# Anyone going to Punk Rock bowling May 23-26th, 2014.



## Phil (Dec 23, 2013)

Curious to if anyone going to punk rock bowling this year? Anyone go to last years event, was pretty dope.

*COCK SPARRER
DESCENDENTS
NOFX
Anti-Nowhere League
The Adicts
Angelic Upstarts
SNFU
Cerebral Ballzy*

*so far i seen on t*he site (www.punkrockbowling.com)


----------



## Matt Derrick (Dec 23, 2013)

looks like it might be fun. i have no idea if i'd be in the neighborhood though.


----------



## Phil (Dec 23, 2013)

yea, went for the first time last year was a blast. you been to any?


----------



## Matt Derrick (Dec 23, 2013)

nope. what was it like?


----------



## Alan Strojia (Dec 23, 2013)

I will go if I can make it!


----------



## Phil (Dec 24, 2013)

pretty crazy, long nights of dollar beer at the chicago club. devo had a crazy ass light show was intense as fuck, missed out on the secound day cuz shroom triped. keith morris fucking killed it in black flag. probably one of my top best times of my life lol.


----------



## Phil (Dec 24, 2013)

well if ya make it down there ill buy ya a beer, hopefully i can make it back again.


----------



## Alan Strojia (Dec 24, 2013)

Phil said:


> well if ya make it down there ill buy ya a beer, hopefully i can make it back again.

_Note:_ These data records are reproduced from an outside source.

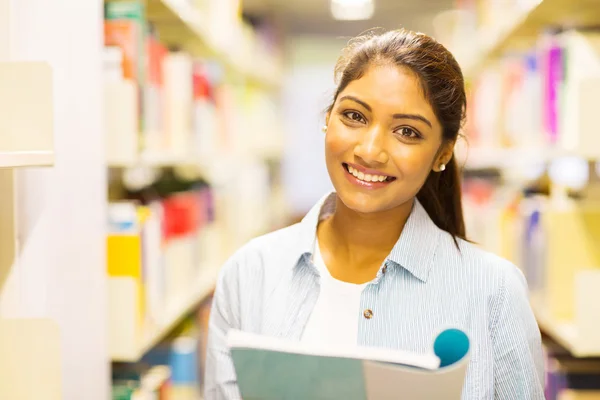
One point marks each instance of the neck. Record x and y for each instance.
(363, 240)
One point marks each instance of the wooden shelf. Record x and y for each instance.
(521, 31)
(565, 334)
(505, 158)
(180, 309)
(181, 24)
(26, 159)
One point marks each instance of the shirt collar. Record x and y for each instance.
(414, 250)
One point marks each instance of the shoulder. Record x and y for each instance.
(483, 271)
(253, 259)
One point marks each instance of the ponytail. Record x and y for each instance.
(441, 198)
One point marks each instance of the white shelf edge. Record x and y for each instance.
(192, 19)
(504, 158)
(16, 159)
(564, 333)
(499, 36)
(205, 284)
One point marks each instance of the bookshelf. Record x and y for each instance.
(35, 345)
(26, 90)
(521, 26)
(181, 24)
(126, 348)
(566, 333)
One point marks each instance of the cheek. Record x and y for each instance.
(414, 161)
(337, 142)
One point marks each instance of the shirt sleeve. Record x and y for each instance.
(518, 355)
(220, 379)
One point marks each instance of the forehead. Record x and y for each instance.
(393, 88)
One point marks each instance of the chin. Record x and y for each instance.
(365, 203)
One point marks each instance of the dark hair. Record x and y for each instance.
(443, 85)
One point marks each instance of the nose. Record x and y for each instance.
(371, 147)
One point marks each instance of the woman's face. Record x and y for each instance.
(382, 140)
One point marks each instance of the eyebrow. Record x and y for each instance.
(415, 117)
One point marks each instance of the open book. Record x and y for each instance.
(272, 368)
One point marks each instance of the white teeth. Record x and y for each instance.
(366, 177)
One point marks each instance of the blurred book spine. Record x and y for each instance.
(537, 98)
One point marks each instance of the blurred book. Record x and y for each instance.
(268, 367)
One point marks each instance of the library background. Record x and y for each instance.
(142, 142)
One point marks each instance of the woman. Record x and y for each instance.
(384, 260)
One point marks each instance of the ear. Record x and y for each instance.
(445, 154)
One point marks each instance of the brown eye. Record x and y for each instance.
(408, 133)
(354, 116)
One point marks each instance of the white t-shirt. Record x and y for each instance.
(334, 320)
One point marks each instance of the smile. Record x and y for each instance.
(367, 178)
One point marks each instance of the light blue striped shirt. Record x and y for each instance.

dude if were down there you buy i will pay im underage xD so we will have a good drunken system


----------



## sketchytravis (Jan 7, 2014)

sounds like a solid time. imma possibly try and make it out there for it


----------



## Haley (Jan 22, 2014)

I guess one of the perks of being born/ having family in Vegas is that you always have a place to stay during PRB.
Too bad its so expensive, though.


----------



## arkansasjason (Mar 2, 2014)

I will be at prb this year so give me a shout !


----------



## Mongo (Mar 15, 2014)

I wasn't planning on going but A global threat is doing a show somewhere the day before in Vegas (I didn't even know they were doing shows again). It also looks like the lineup this year is getting crazier with leftovercrack, againstme!, and La plebe on the bill. also cro mags will be at the venue with AGT.

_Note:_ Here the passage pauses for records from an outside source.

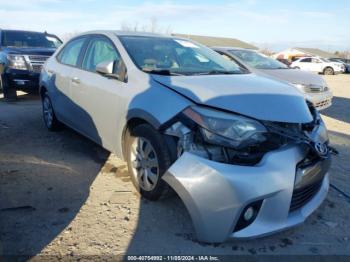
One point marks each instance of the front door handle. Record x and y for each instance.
(76, 80)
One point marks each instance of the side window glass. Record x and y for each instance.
(99, 50)
(70, 53)
(226, 57)
(306, 60)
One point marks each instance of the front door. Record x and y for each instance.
(98, 95)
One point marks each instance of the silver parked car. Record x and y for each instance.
(247, 155)
(311, 85)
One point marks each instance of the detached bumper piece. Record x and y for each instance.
(230, 201)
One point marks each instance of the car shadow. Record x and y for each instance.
(337, 111)
(42, 187)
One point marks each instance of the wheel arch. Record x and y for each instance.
(134, 118)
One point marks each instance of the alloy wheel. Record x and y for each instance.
(145, 166)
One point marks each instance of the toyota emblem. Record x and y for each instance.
(321, 148)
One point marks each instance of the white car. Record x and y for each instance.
(313, 86)
(319, 65)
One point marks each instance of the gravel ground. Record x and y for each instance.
(62, 195)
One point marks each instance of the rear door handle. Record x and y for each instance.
(76, 80)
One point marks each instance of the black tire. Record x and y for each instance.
(51, 122)
(10, 94)
(164, 151)
(328, 71)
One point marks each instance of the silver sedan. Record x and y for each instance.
(248, 155)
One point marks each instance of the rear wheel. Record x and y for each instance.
(49, 116)
(328, 71)
(148, 157)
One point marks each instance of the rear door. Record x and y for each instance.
(97, 95)
(67, 60)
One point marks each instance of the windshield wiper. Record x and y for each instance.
(217, 72)
(165, 72)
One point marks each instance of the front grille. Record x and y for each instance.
(36, 62)
(303, 195)
(37, 68)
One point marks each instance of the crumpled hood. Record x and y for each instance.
(30, 50)
(294, 76)
(246, 94)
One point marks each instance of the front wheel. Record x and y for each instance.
(148, 157)
(328, 71)
(49, 116)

Guess all be in Vegas on the 23rd O' May


----------



## treatment (Mar 15, 2014)

Cock Sparrer and the Descendents? SHIT.

Edit: Just saw Gang Green is playing a show outside the fest! FUCK YEAH GANG GREEN


----------



## sketchytravis (Mar 15, 2014)

anyone see the lineup for that rock fest thing in quebec in june?


----------



## liveinlonvenow (May 21, 2014)

this is the first year i dont have to sell my tickets...woohhoo!!! cant wait


----------



## Matt Derrick (May 28, 2014)

how was this? it'd be rad to get a report back from it...


----------